Leukosit merupakan komponen esensial dalam sistem imun yang berperan dalam melindungi tubuh dari infeksi dan agen patogen. Stabilitas jumlah leukosit dalam sampel darah sangat penting untuk menjamin validitas hasil pemeriksaan laboratorium, terutama ketika terjadi penundaan waktu pemeriksaan. Penelitian ini bertujuan untuk mengevaluasi perbedaan jumlah leukosit antara darah segar dan darah yang disimpan selama 3 jam pada suhu ruang, dengan menggunakan alat Hematology Analyzer. Penelitian ini merupakan studi kuantitatif eksperimental dengan desain one group pretest-posttest. Sebanyak 30 sampel darah vena dianalisis segera setelah pengambilan (pretest) dan kembali setelah disimpan selama 3 jam (posttest). Data dianalisis menggunakan uji Shapiro-Wilk untuk uji normalitas dan uji Paired Sample T-Test untuk mengetahui signifikansi perbedaan.
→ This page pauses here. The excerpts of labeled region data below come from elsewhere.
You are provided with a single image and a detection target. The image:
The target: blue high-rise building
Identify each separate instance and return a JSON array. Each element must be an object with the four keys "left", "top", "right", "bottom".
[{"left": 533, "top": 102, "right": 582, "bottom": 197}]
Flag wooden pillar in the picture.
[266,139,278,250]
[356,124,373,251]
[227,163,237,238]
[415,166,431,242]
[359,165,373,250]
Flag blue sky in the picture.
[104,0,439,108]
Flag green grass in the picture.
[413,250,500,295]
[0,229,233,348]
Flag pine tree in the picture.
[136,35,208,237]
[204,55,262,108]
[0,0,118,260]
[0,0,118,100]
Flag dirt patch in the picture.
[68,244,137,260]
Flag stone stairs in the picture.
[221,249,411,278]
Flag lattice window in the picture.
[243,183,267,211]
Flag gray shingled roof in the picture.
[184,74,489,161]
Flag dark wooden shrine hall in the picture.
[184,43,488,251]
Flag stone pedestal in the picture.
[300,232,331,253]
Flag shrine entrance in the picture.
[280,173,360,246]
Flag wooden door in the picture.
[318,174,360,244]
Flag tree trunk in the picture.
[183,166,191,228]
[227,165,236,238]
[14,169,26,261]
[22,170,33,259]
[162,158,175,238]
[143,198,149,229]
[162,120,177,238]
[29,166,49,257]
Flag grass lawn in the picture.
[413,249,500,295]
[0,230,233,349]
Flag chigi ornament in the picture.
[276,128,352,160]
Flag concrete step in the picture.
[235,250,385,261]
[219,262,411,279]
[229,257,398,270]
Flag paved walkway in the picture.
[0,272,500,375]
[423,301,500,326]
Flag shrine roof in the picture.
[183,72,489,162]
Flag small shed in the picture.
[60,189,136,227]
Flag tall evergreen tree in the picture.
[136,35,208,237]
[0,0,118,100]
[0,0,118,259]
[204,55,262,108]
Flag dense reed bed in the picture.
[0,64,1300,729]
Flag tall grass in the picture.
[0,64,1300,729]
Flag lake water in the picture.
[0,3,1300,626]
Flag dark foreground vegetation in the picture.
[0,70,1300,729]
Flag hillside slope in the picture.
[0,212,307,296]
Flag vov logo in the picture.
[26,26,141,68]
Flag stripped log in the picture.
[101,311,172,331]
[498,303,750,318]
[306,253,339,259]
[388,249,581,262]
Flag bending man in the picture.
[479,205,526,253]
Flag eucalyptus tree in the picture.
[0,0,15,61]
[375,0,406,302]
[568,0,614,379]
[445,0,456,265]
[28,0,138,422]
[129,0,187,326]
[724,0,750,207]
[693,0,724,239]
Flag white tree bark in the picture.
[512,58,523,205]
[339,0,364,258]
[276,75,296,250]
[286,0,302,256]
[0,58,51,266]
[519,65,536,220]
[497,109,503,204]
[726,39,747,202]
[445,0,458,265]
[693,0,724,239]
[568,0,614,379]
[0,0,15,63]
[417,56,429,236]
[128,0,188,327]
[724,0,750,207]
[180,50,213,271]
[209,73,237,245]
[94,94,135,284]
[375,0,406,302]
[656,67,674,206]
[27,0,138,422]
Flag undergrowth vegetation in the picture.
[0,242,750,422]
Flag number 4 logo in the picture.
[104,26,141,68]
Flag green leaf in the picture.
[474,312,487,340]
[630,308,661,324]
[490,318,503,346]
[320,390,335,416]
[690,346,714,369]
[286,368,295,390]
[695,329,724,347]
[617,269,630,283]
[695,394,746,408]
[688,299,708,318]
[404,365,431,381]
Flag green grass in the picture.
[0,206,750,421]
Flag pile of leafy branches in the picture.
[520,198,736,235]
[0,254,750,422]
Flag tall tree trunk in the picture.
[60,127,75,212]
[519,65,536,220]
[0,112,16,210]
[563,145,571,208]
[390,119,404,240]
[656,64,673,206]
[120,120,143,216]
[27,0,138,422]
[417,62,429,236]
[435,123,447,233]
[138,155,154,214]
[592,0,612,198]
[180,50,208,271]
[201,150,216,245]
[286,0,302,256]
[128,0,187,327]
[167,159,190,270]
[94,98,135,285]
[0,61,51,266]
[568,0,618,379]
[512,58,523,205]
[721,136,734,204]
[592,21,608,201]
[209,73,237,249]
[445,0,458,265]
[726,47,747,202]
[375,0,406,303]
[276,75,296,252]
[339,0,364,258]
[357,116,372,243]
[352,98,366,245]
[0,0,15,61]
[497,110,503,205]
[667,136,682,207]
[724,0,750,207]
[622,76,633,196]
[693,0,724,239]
Hasil menunjukkan nilai p = 0,667 (p > 0,05), menandakan bahwa tidak terdapat perbedaan yang signifikan antara jumlah leukosit pada kedua kondisi. Temuan ini menunjukkan bahwa penyimpanan darah selama 3 jam pada suhu ruang tidak memengaruhi stabilitas jumlah leukosit secara bermakna. Implikasi dari hasil ini menunjukkan bahwa pemeriksaan leukosit masih dapat dilakukan hingga 3 jam setelah pengambilan sampel tanpa menurunkan keakuratan hasil laboratorium.